At a news conference Wednesday, Mayor Brandon Scott contended that having police officers in the city's neighborhoods isn't always enough to prevent the violence. He argued that perpetrators needed to be held accountable so they don't end up back on the streets to commit more crimes, according to FOX 45.
"What we're going to continue to do is hunt down these people and hold them accountable," Scott, a 37-year-old first-term Democrat, told reporters. "As I told you yesterday, work to make sure as we go through the rest of the justice system, working with our partners to make sure they don't end up back on the street."
The mayor was questioned on Baltimore's crime problem during what was supposed to be an event focused on the city's plastic bag ban, which goes into effect next month.
Kimberly Klacik, a former Republican congressional candidate in Maryland, later suggested on Twitter that perhaps city officials' priorities weren't in order.
"Baltimore City will ban all plastic bags on October 1st," Klacik wrote. "Considering we just hit 250 homicides, who wants to tell the Mayor bodybags are plastic?"
Scott was asked Wednesday if he was angry about the city's homicide numbers.
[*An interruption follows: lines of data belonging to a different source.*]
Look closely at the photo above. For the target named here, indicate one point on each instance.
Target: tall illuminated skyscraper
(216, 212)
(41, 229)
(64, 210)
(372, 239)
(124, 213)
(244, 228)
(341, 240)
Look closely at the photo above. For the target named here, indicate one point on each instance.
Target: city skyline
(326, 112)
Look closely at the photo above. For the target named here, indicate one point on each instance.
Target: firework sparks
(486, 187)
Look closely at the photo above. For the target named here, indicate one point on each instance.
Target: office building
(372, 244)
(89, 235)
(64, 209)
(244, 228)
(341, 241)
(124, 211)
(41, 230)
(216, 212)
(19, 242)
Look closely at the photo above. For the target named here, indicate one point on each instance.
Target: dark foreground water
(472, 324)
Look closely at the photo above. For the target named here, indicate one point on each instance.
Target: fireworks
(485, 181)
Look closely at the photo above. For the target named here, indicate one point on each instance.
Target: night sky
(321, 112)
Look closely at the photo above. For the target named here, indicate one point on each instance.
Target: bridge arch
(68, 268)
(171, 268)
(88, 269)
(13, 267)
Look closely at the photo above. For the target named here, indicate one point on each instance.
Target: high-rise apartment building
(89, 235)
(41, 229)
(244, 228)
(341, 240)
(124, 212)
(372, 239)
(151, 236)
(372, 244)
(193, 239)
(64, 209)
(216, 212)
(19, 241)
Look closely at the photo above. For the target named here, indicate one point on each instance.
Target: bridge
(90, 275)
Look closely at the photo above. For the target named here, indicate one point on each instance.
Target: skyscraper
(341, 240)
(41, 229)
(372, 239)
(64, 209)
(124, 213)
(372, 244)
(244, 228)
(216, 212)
"Of course," he replied, according to FOX 45. "I'm outraged that we find people dead in our city with ankle monitors. That's why again you hear me talk about why we brought back the Criminal Justice Coordinating Council, why we're working with our partners in the state, why the governor has agreed to send his people back in for those important conversations, to develop strategies together to figure out how to close those gaps."
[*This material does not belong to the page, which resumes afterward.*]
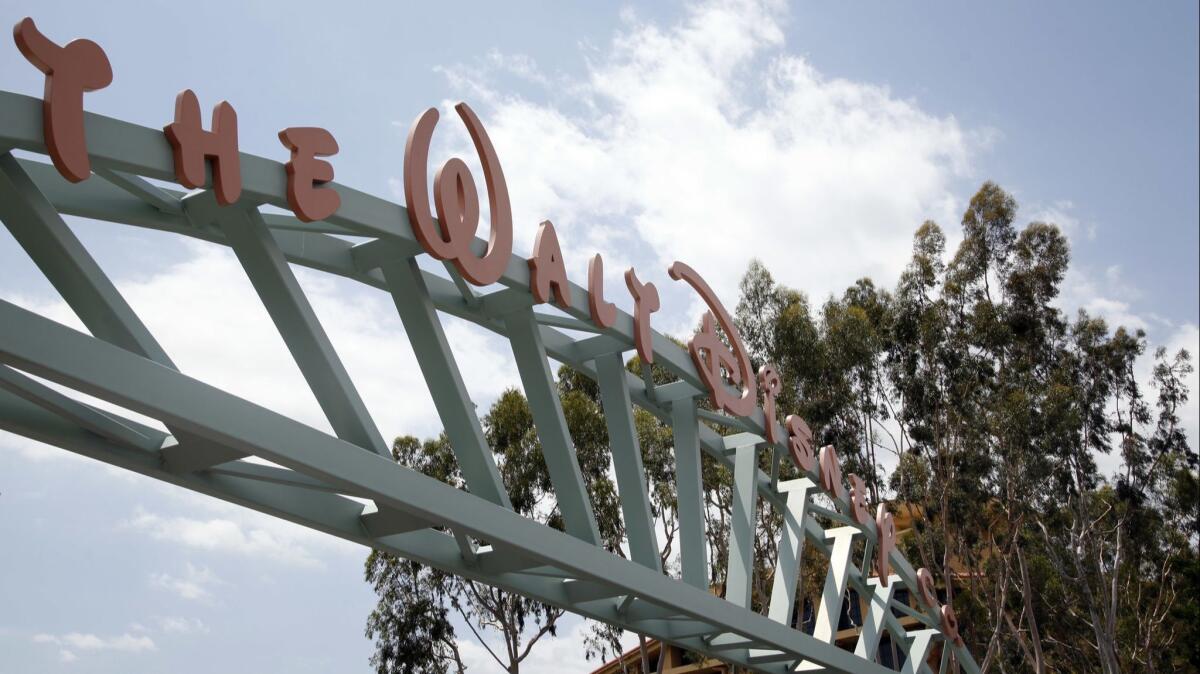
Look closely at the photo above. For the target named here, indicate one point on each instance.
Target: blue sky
(829, 131)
"I'm outraged that we find people dead in our city with ankle monitors."
Earlier this summer, the Baltimore Police Department requested help from federal law enforcement officers to combat violent crime in the city.
This week, Baltimore Police Commissioner Michael Harrison announced his support for Baltimore launching its Group Violence Reduction Strategy, which "shifts the primary responsibility for violence prevention from law enforcement to community-based organizations," Scott said.
It aims to reduce homicides and shootings, improve outcomes for those at the highest risk of violence, as well as improve police-community relations and trust.
"I fully endorsed it in New Orleans when I was chief there and I fully endorse it now," Harrison said.
Harrison became Baltimore's police commissioner in January 2019, after serving as New Orleans police superintendent for more than four years.
Baltimore tried the violence-reduction strategy previously, but local leaders argued it failed because no one stuck with it, according to Baltimore's WBAL-TV. This time there's more commitment to making it work, local leaders say.
"It is not just there is collaboration and it's not just now we have stability. The mayor, commissioner, and I are also philosophically aligned when it comes to tackling crime," Baltimore City State's Attorney Marilyn Mosby said, according to WBAL-TV.
Baltimore reported 335 homicides in 2020, with victims including 48 women and girls, according to The Associated Press.